A&E embarks on ambitious mystery plan
Cabler greeenlights Nero Wolfe telepic
A&E is counting on the movie, adapted by Paul Monash from "Golden Spiders," one of the 73 Nero Wolfe novels written by Rex Stout, to be the first in a series of two-hour mystery movies for A&E featuring Wolfe, to be produced by Michael Jaffe and Howard Braunstein. A spokesman for A&E declined to comment on the "Golden Spiders" movie.
The Nero Wolfe project is the third of a planned series of regularly scheduled original movies focusing on American mysteries. The high ratings of "Murder in the Small Town" guarantee that A&E will do more movies starring Wilder as Cash Carter, a theater director who solves crimes in his spare time.
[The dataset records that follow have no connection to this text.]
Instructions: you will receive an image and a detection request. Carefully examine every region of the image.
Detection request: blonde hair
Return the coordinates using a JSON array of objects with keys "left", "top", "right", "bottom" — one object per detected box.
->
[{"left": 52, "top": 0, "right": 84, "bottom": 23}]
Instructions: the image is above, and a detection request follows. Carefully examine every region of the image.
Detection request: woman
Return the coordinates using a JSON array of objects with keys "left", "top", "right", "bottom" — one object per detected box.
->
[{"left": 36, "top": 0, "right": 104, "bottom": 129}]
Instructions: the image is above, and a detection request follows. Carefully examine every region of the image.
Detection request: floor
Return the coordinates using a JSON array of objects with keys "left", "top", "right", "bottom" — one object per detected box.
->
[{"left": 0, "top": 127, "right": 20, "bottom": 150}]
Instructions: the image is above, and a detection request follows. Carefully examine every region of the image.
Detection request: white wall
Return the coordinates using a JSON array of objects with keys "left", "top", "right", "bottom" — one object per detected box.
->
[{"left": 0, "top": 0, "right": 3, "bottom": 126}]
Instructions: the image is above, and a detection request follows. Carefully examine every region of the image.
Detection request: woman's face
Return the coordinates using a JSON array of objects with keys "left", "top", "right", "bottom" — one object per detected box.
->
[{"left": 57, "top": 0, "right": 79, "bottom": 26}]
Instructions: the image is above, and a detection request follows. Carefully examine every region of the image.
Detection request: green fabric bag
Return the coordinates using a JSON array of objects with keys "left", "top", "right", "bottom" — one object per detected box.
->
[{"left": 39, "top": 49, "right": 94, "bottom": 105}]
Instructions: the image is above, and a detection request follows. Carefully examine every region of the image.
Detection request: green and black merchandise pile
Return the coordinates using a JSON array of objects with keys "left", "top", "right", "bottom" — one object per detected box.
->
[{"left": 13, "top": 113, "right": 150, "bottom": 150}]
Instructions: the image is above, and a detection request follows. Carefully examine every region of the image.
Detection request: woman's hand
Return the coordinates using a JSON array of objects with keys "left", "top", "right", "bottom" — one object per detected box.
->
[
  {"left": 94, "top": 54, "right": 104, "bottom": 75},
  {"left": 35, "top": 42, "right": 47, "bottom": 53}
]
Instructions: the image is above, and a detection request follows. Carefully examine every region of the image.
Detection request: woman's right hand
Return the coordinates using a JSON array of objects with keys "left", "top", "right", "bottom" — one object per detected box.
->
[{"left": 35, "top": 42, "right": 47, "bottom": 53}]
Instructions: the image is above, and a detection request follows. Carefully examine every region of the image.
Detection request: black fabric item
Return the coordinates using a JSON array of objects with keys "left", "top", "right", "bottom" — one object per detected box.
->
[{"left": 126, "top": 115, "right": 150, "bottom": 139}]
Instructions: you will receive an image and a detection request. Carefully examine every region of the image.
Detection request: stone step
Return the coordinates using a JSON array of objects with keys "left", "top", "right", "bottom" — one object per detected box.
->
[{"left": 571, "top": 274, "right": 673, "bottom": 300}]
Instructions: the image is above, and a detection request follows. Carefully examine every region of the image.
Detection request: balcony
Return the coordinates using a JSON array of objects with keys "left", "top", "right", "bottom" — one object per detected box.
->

Producers of the Cash Carter movie are Fred Berner and Steven Paul, in association with Granada Entertainment.
The second in A&E's domestic-mysteries strategy, also produced by Jaffe/Braunstein, is a new version of "Spenser for Hire," starring Joe Mantegna as the literate Boston detective created by Robert B. Parker. "Small Vices" is the Parker novel now in production in Toronto, under the direction of Robert Markowitz.
Casting is under way on "Golden Spiders." Stout's detective was the subject of a short-lived 1981 NBC primetime series "Nero Wolfe," starring William Conrad in the title role, with Lee Horsely as Wolfe's sidekick Archie Goodwin.